Prostate cancer is the most common type of cancer, and there is a pressing demand for both prognostic and predictive biomarkers. Despite massive and long-lasting efforts, cancer researchers have not yet succeeded. Research from the group proves that the presence of multiple tumour foci with different molecular characteristics complicates the development of biomarkers, in particular if this inter-focal heterogeneity is not taken into account.

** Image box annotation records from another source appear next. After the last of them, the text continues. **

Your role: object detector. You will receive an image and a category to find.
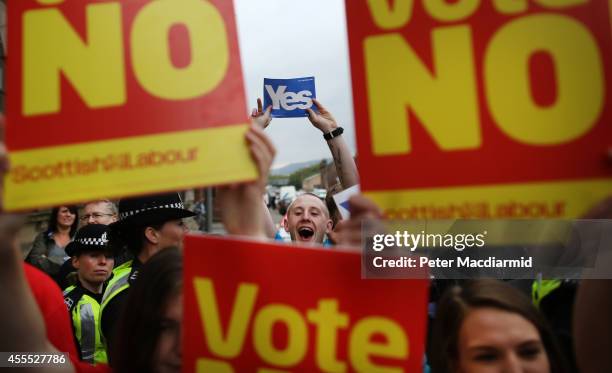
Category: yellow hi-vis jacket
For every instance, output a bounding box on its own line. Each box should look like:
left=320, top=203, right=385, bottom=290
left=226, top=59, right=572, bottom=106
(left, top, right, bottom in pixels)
left=64, top=285, right=108, bottom=364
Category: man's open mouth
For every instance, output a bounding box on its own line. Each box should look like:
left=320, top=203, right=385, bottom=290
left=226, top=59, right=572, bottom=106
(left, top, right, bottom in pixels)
left=298, top=227, right=314, bottom=241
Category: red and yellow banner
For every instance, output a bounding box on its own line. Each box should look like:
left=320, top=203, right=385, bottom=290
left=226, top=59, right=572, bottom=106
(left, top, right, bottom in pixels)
left=346, top=0, right=612, bottom=219
left=4, top=0, right=256, bottom=210
left=183, top=236, right=428, bottom=373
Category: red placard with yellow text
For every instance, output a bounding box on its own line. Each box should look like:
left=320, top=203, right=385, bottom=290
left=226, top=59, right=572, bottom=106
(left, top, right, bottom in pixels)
left=183, top=236, right=428, bottom=373
left=346, top=0, right=612, bottom=219
left=4, top=0, right=256, bottom=210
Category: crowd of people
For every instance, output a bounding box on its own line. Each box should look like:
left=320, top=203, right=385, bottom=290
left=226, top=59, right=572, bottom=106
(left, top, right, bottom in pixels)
left=0, top=96, right=612, bottom=373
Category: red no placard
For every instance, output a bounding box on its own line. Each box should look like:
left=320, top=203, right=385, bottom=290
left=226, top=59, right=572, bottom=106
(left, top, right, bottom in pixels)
left=183, top=236, right=428, bottom=372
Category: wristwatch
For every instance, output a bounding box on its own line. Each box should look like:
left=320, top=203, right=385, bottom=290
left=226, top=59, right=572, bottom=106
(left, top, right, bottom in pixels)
left=323, top=127, right=344, bottom=140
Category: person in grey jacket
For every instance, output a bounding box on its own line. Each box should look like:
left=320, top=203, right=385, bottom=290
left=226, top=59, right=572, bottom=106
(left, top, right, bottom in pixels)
left=26, top=206, right=79, bottom=278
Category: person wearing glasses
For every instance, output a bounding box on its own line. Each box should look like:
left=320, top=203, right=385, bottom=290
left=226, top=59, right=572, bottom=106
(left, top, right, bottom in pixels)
left=80, top=199, right=118, bottom=226
left=57, top=199, right=119, bottom=289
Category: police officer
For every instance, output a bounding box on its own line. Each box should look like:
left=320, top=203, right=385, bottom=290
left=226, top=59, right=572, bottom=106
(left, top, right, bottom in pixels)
left=64, top=224, right=114, bottom=364
left=101, top=193, right=195, bottom=363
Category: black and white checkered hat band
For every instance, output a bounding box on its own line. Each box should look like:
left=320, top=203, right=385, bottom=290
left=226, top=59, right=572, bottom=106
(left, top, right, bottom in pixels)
left=119, top=202, right=185, bottom=220
left=75, top=233, right=108, bottom=246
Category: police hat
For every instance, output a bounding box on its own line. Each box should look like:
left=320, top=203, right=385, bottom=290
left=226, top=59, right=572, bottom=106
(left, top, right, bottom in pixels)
left=66, top=224, right=110, bottom=256
left=110, top=193, right=195, bottom=231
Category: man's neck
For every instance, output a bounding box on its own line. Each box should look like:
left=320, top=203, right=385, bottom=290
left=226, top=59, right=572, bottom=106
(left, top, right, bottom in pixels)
left=79, top=275, right=104, bottom=294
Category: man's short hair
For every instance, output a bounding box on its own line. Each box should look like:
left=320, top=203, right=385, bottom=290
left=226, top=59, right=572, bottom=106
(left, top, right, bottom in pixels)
left=83, top=199, right=119, bottom=215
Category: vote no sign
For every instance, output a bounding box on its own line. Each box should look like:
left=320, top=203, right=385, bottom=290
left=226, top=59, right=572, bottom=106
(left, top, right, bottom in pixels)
left=346, top=0, right=612, bottom=219
left=4, top=0, right=256, bottom=209
left=183, top=236, right=428, bottom=373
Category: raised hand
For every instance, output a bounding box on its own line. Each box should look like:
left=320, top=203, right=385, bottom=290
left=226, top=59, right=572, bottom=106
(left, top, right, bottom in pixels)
left=251, top=98, right=272, bottom=129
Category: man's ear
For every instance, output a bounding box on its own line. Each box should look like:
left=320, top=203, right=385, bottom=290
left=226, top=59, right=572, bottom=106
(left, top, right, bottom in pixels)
left=72, top=256, right=81, bottom=269
left=144, top=227, right=159, bottom=245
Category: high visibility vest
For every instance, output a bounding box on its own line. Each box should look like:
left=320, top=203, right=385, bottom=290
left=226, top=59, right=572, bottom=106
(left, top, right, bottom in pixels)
left=64, top=285, right=108, bottom=364
left=99, top=260, right=132, bottom=344
left=531, top=280, right=561, bottom=308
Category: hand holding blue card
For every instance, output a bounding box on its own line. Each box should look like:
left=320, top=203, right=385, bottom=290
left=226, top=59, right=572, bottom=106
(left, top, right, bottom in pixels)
left=263, top=76, right=317, bottom=118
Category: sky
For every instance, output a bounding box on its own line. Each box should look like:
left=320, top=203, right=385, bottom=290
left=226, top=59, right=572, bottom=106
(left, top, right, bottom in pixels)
left=234, top=0, right=355, bottom=168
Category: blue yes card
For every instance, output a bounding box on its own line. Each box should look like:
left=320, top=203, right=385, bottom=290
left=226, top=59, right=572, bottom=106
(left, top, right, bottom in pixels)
left=263, top=76, right=317, bottom=118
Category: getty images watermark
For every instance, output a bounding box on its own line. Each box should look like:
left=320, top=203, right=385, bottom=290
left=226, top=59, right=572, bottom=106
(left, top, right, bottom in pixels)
left=372, top=231, right=533, bottom=269
left=362, top=220, right=612, bottom=279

By utilizing a multifocality oriented biobank, the research group has demonstrated that individual tumour foci from the same patient have completely separate sets of somatic mutations (Løvf et al., 2019) and gene expression patterns (Strømme et al., 2022). Furthermore, expression of biomarkers show similar inter-focal heterogeneity (Kidd et al., 2021), and altogether this challenges the clinical usefulness of molecular classification of primary prostate cancer (Carm et al., 2019). Thus, introduction of genomics-guided personalized medicine has to take information from all tumour foci into account. This is a challenging task when it comes to sampling from the patients. To overcome this, the research group studies how this heterogeneity can be recapitulated in liquid biopsies (the cell free DNA [cfDNA] fraction of plasma). Also, for monitoring of prostate cancer, the group now tests whether mutation detection from cfDNA can inform on which of the original tumour foci that caused the disease relapse. The idea is that this can inform back to the primary situation, to enable development of improved prognostic biomarkers which will be informative for future patients with localized prostate cancer.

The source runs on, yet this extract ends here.